While the university may not have been financially positioned to acquire the property, Father Giulietti’s favored access was a source of frustration, according to Wolford’s unnamed source.

Did he have means?

[William] Fisher, the Board of Directors chair who initiated the vote, works for the bishop as the diocese’s financial officer.

Did the Jesuits do it?  Well, three of them who are trustees were the proximate cause, no doubt of that.  The two other trustees, also Jesuits, were missing when they voted to get rid of one of them, Giulietti, in the absence of his sole supporter among them, Rev. Edward Glynn SJ, who was away at a family funeral.

These are the three:

Rev. Brian O’Donnell, the Jesuit community rector for Wheeling; the Rev. Gerard Stockhausen, president of the University of Detroit Mercy; and the Rev. Thomas F. Gleeson, a former president of the Jesuit School of Theology in Berkeley, Calif.

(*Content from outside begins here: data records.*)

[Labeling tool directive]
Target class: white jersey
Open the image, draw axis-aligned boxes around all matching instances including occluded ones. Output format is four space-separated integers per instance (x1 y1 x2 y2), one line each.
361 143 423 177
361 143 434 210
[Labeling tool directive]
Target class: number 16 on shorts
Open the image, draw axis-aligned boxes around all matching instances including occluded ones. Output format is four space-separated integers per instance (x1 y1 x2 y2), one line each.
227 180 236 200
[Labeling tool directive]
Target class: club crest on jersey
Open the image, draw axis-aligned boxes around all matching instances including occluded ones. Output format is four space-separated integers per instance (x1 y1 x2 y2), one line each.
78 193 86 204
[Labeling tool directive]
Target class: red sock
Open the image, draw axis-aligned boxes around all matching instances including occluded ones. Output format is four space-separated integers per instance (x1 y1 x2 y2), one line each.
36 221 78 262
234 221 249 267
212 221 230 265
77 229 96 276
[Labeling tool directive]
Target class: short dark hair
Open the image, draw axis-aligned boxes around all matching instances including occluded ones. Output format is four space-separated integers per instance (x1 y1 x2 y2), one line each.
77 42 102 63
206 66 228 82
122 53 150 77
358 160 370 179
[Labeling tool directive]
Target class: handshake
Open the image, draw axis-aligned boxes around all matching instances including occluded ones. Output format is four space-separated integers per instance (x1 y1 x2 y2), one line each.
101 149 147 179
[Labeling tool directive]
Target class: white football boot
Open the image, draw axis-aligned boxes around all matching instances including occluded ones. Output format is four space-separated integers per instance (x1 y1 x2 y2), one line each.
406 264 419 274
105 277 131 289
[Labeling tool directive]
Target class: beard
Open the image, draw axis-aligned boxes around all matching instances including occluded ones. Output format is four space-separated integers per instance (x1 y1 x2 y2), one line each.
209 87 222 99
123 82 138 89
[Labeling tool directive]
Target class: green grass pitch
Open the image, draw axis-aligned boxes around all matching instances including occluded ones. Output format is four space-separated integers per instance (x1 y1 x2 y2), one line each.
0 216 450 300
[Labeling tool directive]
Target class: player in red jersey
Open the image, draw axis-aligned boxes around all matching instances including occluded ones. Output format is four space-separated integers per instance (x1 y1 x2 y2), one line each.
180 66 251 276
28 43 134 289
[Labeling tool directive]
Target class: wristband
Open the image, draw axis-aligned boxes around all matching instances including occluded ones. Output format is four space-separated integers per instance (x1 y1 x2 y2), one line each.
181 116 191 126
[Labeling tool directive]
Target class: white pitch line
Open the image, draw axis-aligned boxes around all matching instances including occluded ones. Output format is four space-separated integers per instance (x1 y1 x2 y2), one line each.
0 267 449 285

Gleeson unfortunately has a blot on his escutcheon, having been named

as a defendant in a highly publicized sexual harassment suit filed by a former male student in Berkeley. The suit, which alleged Gleeson had asked to masturbate with the young seminary student, settled out of court in 2000 with no admission of wrongdoing . . .

The three acted after the much bigger board of directors came just short of the 2/3 majority needed to fire Giulietti.  The trustees had apparently been quiescent, to go by Rudolph DiTrapano, a Charleston, WV, lawyer and member of the board.

“[Giulietti] survived the Board of Directors, then to add insult to injury some Board of Trustees I’d never heard of, three out of five show up, and overrule us,” DiTrapano said.

“I have not heard of any activity that the Board of Trustees embarked on [before this vote],” he adds. “It’s just bizarre that we were required to vote if our vote was meaningless.”

That is, Guilietti’s fate was sealed, in his view.  It’s still a mystery, but the Inside Higher Ed reporter, Jack Stripling, has done much to make it less mysterious.